The invention relates to the technical field of microfluidics, in particular to a microfluidic chip and application thereof. The structural design of the cap-shaped chamber is matched with the control of micro-emulsion droplets (W/O, Water in Oil), each cap-shaped chamber can provide a completely independent reaction chamber, a heating part 6 (such as a heating coil) is arranged at the far opening end or the near opening end of the cap-shaped chamber for temperature circulation, the chip system can amplify thousands of samples simultaneously, and then the change of a fluorescence signal can be directly measured in the cap-shaped chamber by a fluorescent probe to obtain a quantitative result, or the micro-emulsion droplets are pumped out for sequencing and the like. The chip can provide a high-throughput and rapid amplification method and simplify the complicated operation process, so that the polymerase chain reaction can be realized in the microfluidic chip.

Description

Microfluidic chip and application thereof
Technical Field
The invention relates to the technical field of microfluidics, in particular to a microfluidic chip and application thereof.
Background
The traditional polymerase chain reaction has the defects of complex operation actions of reagents, primer addition and the like in a nucleic acid reaction and a nucleic acid amplification reaction, the amplification process needs to be subjected to multiple times of denaturation, the temperature cycle of jointing and extension, the reaction volume needs to be dozens to hundreds of microliters, the reaction is finished on a 96-well plate, the system is large, and the operation is complex.
Microfluidic chip technology (Microfluidics), also known as Lab-on-a-chip, is capable of integrating the basic functions of conventional biological and chemical laboratories, including sample separation, preparation, chemical reactions, detection, etc., on a few square centimeters microchip.
The micro-fluidic chip has the characteristics of controllable liquid flow, extremely less consumption of samples and reagents, ten-fold or hundred-fold improvement of analysis speed and the like, can simultaneously analyze hundreds of samples in a few minutes or even shorter time, and can realize the whole processes of pretreatment and analysis of the samples on line. Droplet microfluidics is an important branch of microfluidic chip technology. Droplet microfluidic technology was developed over the traditional single-phase microfluidic chip technology, and the three-inlet T-type microfluidic chip design was first proposed by professor runtemf. Compared with a single-phase micro-fluidic system, the system has the advantages of less consumption of samples and reagents, higher mixing speed, difficulty in causing cross contamination, easiness in operation and the like due to the characteristic of water/oil two-phase separation. Therefore, the method has important application in the fields of rapid high-flux detection of pollutants, separation and cultivation of biological samples, observation of chemical reaction progress and the like. The micro-droplets have the advantages of high flux, no cross contamination and the like, and have great application potential in the fields of ink-jet printing, micro-mixing, DNA analysis, material synthesis, protein crystallization and the like.
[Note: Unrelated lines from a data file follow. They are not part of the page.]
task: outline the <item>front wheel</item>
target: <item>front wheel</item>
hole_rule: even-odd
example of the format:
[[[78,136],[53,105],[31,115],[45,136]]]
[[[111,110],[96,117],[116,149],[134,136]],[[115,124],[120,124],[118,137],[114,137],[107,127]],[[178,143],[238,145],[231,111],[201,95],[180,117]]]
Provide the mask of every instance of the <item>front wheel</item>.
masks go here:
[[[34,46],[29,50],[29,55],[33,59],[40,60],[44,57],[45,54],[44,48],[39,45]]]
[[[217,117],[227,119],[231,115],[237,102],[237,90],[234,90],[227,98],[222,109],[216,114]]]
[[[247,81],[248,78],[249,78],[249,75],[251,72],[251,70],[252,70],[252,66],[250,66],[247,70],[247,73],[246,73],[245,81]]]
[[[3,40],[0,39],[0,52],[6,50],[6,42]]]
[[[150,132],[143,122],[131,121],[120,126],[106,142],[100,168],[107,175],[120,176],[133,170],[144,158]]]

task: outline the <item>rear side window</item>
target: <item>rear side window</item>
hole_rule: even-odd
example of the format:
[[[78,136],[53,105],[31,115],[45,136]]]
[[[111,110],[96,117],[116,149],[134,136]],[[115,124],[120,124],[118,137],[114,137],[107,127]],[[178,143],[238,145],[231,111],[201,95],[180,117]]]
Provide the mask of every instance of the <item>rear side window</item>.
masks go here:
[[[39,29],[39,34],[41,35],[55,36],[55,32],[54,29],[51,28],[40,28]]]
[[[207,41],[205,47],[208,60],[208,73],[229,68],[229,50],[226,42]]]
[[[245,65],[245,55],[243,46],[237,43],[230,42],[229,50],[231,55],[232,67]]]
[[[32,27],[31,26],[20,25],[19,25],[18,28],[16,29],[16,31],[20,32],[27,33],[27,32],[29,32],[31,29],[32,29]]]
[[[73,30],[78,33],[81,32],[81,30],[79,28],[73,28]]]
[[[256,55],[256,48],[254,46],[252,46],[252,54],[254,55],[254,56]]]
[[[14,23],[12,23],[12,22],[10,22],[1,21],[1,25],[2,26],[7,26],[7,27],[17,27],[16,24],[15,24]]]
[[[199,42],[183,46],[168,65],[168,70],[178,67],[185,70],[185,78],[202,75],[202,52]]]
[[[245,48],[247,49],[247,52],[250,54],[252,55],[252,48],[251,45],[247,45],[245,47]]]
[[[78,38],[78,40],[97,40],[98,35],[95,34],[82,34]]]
Therefore, it is of great practical significance to provide a microfluidic chip for nucleic acid amplification.
Disclosure of Invention
In view of this, the present invention provides a microfluidic chip and an application thereof. The microfluidic chip can be used for polymerase chain reaction.
In order to achieve the above object, the present invention provides the following technical solutions:
the invention provides a micro-fluidic chip, which comprises a substrate 1, wherein the substrate is provided with a sample inlet 4, a sample outlet 5, a micro-channel 2, a cap-shaped chamber 3, a heating part 6 and an electrode 7;
the cap-shaped cavity 3 is arranged between the sample inlet 4 and the sample outlet 5, and an opening of the cap-shaped cavity 3 is communicated with the micro-channel 2;
the heating part 6 is arranged at the far opening end or the near opening end of the cap-shaped chamber 3;
the electrodes 7 are disposed on a vertical extension line of the cap-shaped chamber 3.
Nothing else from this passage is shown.